Basketball

Nobody asked but …

I love basketball.  I love it from the women’s grade school level, in which I used to coach, to the Olympic level with NBA and other international superstars.  Why?  I love it for the same reason as I do rugby.  The games are models of chaos.  They are models of life.  They are models of anarchy.

A great deal of hoopla has been raised about the end of the semi-final NCAA Tournament game between Auburn and Virginia.  Of course, the Final four weekend is attended by a mob of muckrakers, gamblers, and self-appointed analysts.  This gaggle of elites sweep through the sporting meccas on an annual circuit, this week in Minneapolis for the Final Four, next week in Augusta for the Masters.  They will cram the after-contest tavern scene, shouting observations over one another.  The topic du jour is a couple of calls made or not made by referees.

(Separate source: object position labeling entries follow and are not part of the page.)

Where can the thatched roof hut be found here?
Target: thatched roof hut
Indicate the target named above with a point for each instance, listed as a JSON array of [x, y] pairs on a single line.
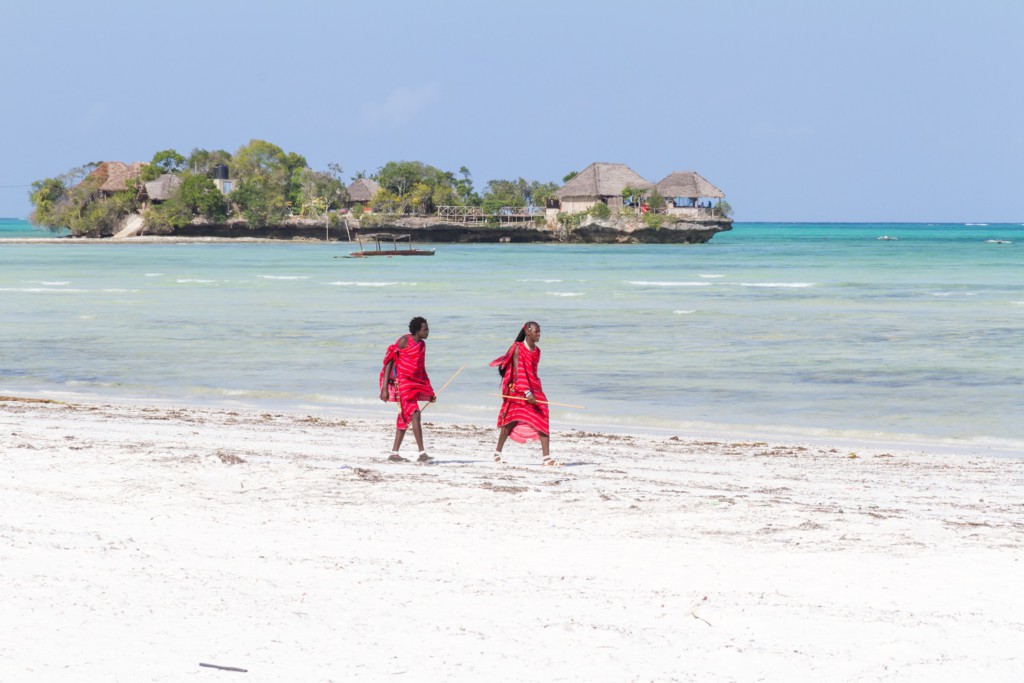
[[601, 180], [162, 188], [688, 184], [363, 189], [114, 175]]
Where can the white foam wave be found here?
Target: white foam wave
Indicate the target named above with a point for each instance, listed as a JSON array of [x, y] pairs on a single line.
[[369, 284], [656, 283], [37, 290]]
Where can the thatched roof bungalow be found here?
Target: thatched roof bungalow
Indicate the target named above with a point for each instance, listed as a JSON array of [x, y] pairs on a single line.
[[114, 175], [684, 189], [599, 182], [162, 188], [363, 190]]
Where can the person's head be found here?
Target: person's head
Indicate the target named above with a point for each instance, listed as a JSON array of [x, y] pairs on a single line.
[[418, 328], [529, 331]]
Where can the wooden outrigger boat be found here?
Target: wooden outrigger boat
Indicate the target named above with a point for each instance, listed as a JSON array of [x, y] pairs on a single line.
[[378, 238]]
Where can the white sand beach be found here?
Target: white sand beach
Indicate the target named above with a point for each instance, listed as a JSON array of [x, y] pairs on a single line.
[[138, 541]]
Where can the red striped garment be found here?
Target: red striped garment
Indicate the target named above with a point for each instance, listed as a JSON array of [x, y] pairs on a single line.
[[531, 421], [409, 383]]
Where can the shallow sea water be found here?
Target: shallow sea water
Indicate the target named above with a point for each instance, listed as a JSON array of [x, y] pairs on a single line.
[[814, 330]]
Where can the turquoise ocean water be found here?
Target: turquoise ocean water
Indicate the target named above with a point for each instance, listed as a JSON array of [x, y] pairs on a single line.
[[798, 330]]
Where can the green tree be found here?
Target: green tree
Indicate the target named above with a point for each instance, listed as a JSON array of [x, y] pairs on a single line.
[[401, 178], [540, 193], [197, 196], [320, 191], [633, 196], [261, 200], [504, 194], [258, 158], [202, 161], [464, 188], [655, 201], [48, 198], [168, 161]]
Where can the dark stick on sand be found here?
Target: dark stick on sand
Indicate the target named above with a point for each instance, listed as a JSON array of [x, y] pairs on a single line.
[[217, 666]]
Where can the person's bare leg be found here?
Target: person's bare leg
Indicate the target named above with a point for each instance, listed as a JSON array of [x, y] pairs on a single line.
[[546, 452], [399, 434], [417, 430], [418, 433]]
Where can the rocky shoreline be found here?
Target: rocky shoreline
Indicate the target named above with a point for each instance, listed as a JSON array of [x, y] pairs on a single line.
[[431, 230]]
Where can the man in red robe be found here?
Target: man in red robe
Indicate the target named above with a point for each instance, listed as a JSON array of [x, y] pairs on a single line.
[[523, 415], [403, 380]]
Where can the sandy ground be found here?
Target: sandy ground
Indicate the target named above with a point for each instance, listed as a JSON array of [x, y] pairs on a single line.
[[137, 542]]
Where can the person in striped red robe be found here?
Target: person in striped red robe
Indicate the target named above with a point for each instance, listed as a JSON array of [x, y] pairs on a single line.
[[403, 380], [523, 416]]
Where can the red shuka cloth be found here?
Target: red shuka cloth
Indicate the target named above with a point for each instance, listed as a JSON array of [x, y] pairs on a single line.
[[531, 421], [409, 383]]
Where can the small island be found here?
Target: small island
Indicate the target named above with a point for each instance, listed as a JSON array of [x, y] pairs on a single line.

The thing we forget here is that basketball is chaos.  Certainly it has rules and hierarchy and officials, but these exist only to define the confines of the chaos — and sometimes, as in the case of dribbling, to induce chaos.  They are fundamental, just as are the dimensions of the court or pitch.  But nevertheless it is chaos.  If basketball were not chaotic, who would watch?  It is because the unexpected can happen that we aficianados are hooked.  In a basketball game there are a conglomeration of convoluted, complex, confounding collisions of chance encounters.  There is free will and determinism.  The stochastics of ten players, three referees, two coaching cohorts, and a howling spectatorship, cannot be fully described.  Each of the entities is operating both dependently and independently.  Each of the entities has competencies and incompetencies, and each property for each entity varies with time.

Was there a double dribble?  Probably.  Such a thing happens throughout a game.  Did events occur before, after, and during the double dribble, dependently and independently?  Most certainly.  Was there a double dribble, in appearance or in fact?  Historians will disagree.